One of the true tests of the success of a movie is whether or not other filmmakers try to rip it off. One film that got more than it’s fair share of copycats was Joe Dante’s Gremlins. In the years that followed, several other films about little monsters were released, including Critters, Munchies, and today’s film, 1985’s Ghoulies.
Right from the beginning the film lets you know that it’s not going to have as playful a feel as Gremlins did, opening with a strange satanic ceremony where the freaky Malcolm Graves (Michael Des Barres) is jonesing to use his infant son as a sacrifice. The mother protests, however, and ends up paying the price with her life. Meanwhile, the kid is snuck out by a follower named Wolfgang (Jack Nance) who ends up raising the boy.
Many years later, the now adult boy, Jonathan (Peter Liapis), has returned to the home where all this occult craziness took place. He is joined by his wife Rebecca (Lisa Pelikan). Of course, with such a huge house all to themselves, Lisa is anxious to have a bunch of friends over for a party…including a young Mariska Hargitay. As the night lingers on, and folks start to get bored, Jonathan hits upon the idea of doing a bizarre ceremony in the basement. Everyone joins in, though somewhat jokingly, but nothing happens…or so they think. Turns out Jonathan actually conjured up some slimy, ugly little creatures.

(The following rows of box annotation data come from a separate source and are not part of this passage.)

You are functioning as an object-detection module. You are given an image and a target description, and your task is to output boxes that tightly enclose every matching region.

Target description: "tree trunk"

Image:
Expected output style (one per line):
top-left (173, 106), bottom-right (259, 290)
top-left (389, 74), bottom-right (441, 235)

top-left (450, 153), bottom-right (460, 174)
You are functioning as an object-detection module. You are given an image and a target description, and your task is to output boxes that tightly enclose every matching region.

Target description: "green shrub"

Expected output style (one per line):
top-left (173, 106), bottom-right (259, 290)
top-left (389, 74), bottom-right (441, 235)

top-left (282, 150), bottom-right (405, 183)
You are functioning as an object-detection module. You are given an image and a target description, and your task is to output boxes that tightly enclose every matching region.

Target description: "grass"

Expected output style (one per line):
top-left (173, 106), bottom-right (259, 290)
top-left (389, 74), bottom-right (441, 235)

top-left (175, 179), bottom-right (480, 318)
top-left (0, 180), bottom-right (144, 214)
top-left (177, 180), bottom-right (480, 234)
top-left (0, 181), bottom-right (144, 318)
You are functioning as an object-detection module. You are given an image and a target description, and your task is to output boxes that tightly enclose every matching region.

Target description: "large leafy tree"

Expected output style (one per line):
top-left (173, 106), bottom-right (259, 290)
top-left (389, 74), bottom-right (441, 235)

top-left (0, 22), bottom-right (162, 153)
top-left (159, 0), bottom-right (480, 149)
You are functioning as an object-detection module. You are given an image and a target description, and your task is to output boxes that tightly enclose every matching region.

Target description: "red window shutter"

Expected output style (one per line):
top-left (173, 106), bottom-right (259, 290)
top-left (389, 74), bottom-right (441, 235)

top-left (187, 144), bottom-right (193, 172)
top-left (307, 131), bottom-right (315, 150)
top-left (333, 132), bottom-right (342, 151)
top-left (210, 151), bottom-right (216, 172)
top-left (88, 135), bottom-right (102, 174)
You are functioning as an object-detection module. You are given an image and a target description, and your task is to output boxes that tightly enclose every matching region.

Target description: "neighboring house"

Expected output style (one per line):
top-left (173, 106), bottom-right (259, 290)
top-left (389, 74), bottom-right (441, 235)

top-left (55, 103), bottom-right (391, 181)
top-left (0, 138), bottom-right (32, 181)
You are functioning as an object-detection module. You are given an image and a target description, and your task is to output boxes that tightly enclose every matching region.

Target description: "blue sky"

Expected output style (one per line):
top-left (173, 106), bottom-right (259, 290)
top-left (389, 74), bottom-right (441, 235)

As time goes on, Jonathan starts to become more and more interested in the occult…following in his fathers footsteps. Poor Rebecca has no idea all the weird stuff that he and his little demons are up to in the basement. Two freaky little dwarfs even show up. Eventually, Rebecca does find out and ends up in a sort of zombie trance, allowing Jonathan to continue his quest for power. However, Jonathan needs some more participants for a ritual and so the friends are invited over for another party. Meanwhile, dear old dad rises from his grave and begins to cause trouble. This includes transforming into a buxom woman (Bobbie Breese) with a killer tongue in one scene. All the while, the little demons drool and snarl at everyone and occasionally try to bite someone’s face off.
I can’t help but wonder if the makers of this film had a script about a guy who becomes a power-hungry maniac by dabbling in the occult but then decided to tack a bunch of gross little monsters onto it to capitalize on the success of Gremlins. It’s hard not to reach that conclusion since the Ghoulies actually do very little in this film. I mean the Gremlins were mischievous, the Crites of Critters were vicious, but all the Ghoulies have going for them is excessive mucus. There are so many cutaway shots of the creatures doing absolutely nothing that it goes way beyond ridiculous. Don’t even get me started on how terrible the puppetry is.
Now then, if you thought the puppets were bad, wait till you get a load of the human actors. Peter Liapis turns in what may be one of the most over-the-top performances in cinema history. He couldn’t chew up the scenery harder if it had been on all-you-can-eat buffet! It’s downright comical. In fact, the film is full of unintentionally hilarious moments, from an evil clown doll to that 10-foot long tongue scene. The only moment that has some solid horror is the moment where Malcolm rises from the grave. It gives the audience a decent jump and is achieved with a solid special effect not reflected in the rest of the film.
Ghoulies is pretty much a disaster, yet it made money. Over the course of the next several years, three sequels would follow. The poster image for this film is of one of the creatures emerging from a toilet. Might I suggest using that handy little lever on the tank?